RESEARCH: Microbes may hold the key to greener, cheaper carbon capture

A new study from researchers at Concordia and l’Université du Québec en Abitibi-Témiscamingue (UQAT) explores how tiny microbes could help solve one of the world’s biggest problems: excess carbon dioxide in the atmosphere.

The paper focuses on a natural process called mineral carbonation, where carbon dioxide (CO₂) is turned into solid crystals. What’s new is the use of microorganisms—such as bacteria and algae—to speed up this process in low-cost and sustainable ways.

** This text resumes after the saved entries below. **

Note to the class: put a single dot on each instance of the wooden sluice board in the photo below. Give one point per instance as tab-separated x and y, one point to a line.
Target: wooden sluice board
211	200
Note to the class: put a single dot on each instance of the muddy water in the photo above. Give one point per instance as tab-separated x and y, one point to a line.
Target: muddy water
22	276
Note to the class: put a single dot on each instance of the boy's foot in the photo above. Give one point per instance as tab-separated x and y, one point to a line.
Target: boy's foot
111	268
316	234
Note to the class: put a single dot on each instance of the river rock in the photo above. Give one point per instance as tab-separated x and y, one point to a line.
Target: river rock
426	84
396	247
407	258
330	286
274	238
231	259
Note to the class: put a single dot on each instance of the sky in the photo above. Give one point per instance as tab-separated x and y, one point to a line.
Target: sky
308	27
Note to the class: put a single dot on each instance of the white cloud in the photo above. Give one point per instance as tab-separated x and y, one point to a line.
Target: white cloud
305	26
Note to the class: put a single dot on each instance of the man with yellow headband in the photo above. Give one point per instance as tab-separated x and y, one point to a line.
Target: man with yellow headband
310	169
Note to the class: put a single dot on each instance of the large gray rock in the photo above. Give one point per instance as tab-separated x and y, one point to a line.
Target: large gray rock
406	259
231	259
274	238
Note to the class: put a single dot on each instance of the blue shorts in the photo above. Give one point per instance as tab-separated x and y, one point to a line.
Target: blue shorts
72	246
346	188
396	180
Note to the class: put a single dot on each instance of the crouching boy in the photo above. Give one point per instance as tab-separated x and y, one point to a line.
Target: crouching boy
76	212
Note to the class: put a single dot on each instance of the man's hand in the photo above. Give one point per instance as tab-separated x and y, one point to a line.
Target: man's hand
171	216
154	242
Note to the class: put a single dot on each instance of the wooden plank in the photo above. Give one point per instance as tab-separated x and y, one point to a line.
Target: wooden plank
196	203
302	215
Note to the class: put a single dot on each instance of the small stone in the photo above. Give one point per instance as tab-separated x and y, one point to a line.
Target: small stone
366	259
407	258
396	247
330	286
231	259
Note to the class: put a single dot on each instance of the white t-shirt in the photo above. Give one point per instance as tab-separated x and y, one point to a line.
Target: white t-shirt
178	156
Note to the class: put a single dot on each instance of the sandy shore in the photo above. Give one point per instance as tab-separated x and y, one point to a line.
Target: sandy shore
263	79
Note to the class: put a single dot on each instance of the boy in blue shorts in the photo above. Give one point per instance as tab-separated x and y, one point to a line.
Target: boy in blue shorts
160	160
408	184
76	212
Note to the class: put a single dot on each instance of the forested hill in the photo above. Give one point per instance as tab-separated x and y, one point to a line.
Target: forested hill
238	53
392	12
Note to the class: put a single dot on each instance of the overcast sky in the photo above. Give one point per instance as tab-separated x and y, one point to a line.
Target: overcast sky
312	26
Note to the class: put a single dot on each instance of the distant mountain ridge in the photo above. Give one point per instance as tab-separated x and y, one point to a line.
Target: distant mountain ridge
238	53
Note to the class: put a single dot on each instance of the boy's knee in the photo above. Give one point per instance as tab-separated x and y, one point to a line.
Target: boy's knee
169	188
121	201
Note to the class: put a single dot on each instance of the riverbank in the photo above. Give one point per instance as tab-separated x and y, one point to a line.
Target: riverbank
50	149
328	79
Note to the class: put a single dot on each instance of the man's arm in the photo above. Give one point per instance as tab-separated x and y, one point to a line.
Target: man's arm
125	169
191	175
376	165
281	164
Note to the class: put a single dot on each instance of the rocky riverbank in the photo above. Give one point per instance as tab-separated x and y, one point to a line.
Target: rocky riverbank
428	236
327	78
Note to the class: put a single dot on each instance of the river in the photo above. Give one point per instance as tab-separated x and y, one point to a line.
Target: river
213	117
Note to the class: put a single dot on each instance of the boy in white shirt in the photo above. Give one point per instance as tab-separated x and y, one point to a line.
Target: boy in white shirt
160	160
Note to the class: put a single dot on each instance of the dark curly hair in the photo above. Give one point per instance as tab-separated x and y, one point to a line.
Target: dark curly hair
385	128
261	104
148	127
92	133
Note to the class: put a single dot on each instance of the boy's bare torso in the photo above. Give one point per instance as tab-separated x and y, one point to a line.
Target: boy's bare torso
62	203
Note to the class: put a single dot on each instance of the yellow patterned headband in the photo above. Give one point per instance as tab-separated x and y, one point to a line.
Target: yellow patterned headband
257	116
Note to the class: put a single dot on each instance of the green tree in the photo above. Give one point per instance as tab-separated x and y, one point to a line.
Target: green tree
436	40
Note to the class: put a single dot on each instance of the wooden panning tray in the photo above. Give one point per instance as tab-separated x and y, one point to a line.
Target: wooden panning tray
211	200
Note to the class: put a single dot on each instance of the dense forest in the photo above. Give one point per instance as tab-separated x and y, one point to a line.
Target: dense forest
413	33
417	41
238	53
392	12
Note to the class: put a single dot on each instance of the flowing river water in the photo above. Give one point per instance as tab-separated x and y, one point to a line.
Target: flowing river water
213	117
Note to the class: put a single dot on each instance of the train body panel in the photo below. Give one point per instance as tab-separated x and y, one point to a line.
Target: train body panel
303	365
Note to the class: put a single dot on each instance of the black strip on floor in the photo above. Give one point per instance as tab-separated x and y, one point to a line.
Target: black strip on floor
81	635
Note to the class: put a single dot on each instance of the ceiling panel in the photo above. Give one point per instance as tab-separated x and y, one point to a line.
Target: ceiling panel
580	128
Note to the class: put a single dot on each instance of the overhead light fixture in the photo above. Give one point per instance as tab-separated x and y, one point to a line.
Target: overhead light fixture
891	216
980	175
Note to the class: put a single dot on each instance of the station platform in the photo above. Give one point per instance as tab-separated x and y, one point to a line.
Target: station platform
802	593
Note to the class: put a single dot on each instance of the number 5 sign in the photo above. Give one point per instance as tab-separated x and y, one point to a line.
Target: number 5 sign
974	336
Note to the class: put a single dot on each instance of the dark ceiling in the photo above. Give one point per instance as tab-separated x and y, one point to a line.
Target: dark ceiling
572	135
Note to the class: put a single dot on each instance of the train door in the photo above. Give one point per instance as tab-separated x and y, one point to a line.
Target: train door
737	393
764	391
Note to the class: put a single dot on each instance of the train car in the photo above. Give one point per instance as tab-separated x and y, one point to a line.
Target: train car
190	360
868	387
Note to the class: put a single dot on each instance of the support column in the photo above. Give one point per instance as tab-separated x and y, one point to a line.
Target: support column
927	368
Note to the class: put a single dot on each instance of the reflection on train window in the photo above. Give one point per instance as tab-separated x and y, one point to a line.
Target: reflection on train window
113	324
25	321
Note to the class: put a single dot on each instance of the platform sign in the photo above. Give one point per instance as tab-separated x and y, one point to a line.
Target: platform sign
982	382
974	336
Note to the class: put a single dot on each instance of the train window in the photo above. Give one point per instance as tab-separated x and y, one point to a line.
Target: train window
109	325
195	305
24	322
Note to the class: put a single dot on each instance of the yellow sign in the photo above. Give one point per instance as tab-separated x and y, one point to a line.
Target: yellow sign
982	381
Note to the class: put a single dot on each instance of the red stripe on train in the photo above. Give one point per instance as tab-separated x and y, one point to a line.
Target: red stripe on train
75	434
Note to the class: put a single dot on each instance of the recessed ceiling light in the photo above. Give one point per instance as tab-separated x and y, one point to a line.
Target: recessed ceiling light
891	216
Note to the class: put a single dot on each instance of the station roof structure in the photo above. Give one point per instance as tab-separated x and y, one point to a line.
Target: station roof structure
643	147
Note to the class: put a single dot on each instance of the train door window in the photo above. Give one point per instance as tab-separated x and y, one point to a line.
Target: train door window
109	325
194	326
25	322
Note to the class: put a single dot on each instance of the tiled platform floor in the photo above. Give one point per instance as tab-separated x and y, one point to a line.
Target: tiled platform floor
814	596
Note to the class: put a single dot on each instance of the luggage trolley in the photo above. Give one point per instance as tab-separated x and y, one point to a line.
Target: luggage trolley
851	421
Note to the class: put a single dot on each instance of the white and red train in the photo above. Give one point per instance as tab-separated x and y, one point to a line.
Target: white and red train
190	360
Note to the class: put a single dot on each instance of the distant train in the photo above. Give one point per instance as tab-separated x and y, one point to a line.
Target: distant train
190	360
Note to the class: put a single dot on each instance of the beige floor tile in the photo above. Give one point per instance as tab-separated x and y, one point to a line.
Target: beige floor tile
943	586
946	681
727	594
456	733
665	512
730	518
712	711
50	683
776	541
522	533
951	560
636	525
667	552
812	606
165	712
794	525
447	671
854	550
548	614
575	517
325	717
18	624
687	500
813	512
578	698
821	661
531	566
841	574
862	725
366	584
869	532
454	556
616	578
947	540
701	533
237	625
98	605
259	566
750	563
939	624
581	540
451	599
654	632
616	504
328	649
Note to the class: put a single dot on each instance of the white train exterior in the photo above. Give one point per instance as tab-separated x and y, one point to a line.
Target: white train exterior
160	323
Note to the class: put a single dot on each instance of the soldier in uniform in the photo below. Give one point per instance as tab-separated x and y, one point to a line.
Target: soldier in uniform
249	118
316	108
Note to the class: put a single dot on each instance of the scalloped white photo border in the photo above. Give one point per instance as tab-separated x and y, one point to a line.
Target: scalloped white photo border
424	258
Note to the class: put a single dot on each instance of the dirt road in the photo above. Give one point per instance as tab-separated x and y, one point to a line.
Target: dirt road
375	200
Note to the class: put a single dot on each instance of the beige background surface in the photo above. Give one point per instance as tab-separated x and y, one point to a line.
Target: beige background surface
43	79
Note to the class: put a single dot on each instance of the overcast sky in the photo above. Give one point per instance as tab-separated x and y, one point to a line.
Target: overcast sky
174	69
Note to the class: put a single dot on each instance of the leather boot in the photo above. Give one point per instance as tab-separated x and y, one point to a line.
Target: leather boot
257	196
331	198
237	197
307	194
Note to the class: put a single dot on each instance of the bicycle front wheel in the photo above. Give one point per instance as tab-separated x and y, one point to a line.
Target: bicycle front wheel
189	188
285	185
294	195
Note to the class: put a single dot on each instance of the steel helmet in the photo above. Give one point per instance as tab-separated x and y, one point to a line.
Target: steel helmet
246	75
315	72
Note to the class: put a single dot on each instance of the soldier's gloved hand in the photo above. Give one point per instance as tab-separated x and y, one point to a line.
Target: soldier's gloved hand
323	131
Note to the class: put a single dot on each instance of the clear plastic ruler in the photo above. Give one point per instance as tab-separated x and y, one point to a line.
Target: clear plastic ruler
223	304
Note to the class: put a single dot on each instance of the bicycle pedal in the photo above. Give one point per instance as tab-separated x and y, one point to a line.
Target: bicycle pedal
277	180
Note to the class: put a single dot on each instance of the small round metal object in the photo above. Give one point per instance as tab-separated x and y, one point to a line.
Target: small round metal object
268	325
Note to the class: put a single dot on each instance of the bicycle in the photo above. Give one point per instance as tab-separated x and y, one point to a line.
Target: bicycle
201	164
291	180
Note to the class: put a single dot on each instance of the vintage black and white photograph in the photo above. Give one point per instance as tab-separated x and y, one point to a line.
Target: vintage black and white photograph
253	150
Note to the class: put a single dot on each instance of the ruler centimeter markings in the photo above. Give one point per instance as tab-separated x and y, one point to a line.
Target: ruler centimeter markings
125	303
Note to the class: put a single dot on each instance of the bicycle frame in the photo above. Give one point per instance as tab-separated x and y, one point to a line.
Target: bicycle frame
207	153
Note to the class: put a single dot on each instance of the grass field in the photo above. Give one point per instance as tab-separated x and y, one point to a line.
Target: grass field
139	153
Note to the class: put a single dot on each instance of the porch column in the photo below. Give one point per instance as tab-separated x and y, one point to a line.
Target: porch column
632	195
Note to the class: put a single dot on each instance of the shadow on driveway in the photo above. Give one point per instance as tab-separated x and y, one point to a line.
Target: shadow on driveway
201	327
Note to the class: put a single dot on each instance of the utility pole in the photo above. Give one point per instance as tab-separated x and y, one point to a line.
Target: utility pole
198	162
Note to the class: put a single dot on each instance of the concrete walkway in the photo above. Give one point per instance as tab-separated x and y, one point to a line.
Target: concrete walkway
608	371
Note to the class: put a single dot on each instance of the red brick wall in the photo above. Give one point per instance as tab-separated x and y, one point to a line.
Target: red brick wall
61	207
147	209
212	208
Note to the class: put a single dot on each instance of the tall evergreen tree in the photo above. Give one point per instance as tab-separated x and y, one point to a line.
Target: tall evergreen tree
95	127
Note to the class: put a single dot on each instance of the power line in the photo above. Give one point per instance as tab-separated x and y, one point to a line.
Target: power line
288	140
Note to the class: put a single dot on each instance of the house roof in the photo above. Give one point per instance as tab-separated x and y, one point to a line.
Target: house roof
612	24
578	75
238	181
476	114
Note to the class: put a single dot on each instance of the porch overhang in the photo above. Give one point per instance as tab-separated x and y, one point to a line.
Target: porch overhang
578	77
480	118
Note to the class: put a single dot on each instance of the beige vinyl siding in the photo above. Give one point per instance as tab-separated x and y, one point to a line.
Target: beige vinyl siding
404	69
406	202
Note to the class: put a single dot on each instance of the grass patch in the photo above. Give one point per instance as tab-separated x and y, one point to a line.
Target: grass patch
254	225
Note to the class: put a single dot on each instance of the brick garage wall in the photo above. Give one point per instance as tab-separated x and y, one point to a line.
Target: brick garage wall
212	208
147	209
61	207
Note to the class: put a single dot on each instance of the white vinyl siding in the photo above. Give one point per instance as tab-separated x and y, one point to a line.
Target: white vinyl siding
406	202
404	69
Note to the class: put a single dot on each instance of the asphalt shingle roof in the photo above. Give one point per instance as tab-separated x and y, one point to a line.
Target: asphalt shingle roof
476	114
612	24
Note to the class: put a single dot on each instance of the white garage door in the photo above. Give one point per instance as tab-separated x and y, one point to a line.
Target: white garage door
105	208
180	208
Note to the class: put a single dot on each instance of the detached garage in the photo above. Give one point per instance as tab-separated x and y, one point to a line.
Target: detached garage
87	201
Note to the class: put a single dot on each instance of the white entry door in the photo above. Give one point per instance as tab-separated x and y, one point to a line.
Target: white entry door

“We already know that some microbes can help repair concrete or clean up wastewater,” says co-author Catherine Mulligan, a professor in the Department of Building, Civil and Environmental Engineering. “Now we’re showing they could also capture carbon from the air and for storage over long periods of time”

The team highlights two key approaches: one where microbes passively encourage carbonate formation, and another where they actively convert CO₂ into solid minerals using enzymes. These methods could be applied in places like:

• Old mines or quarries, where bacteria could be added to leftover rocks to help them transform CO₂ into carbonate crystals.
• Soils and cements, where treated materials could remove inorganic carbon while also improving strength and reducing erosion.
• Coastal wetlands or salt lakes, where certain bacteria and algae already naturally produce carbon-trapping minerals.

Compared to industrial carbon capture technologies that require complex machinery and high energy, microbial solutions are relatively simple, adaptable to many environments, and could even provide bonus benefits like cleaner water or healthier soils.

“Nature has already given us the tools,” says Mulligan. “Now it’s about finding smart ways to apply them.”

The researchers are calling for more field testing and collaboration with industry to move this promising technology from the lab into the real world.

Concordia Ph.D candidate Samantha M. Wilcox was the study’s lead author. Carmen Mihaela Neculita at UQAT contributed to the research as co-supervisor with Catherine Mulligan.

The study was published in the International Journal of Molecular Sciences.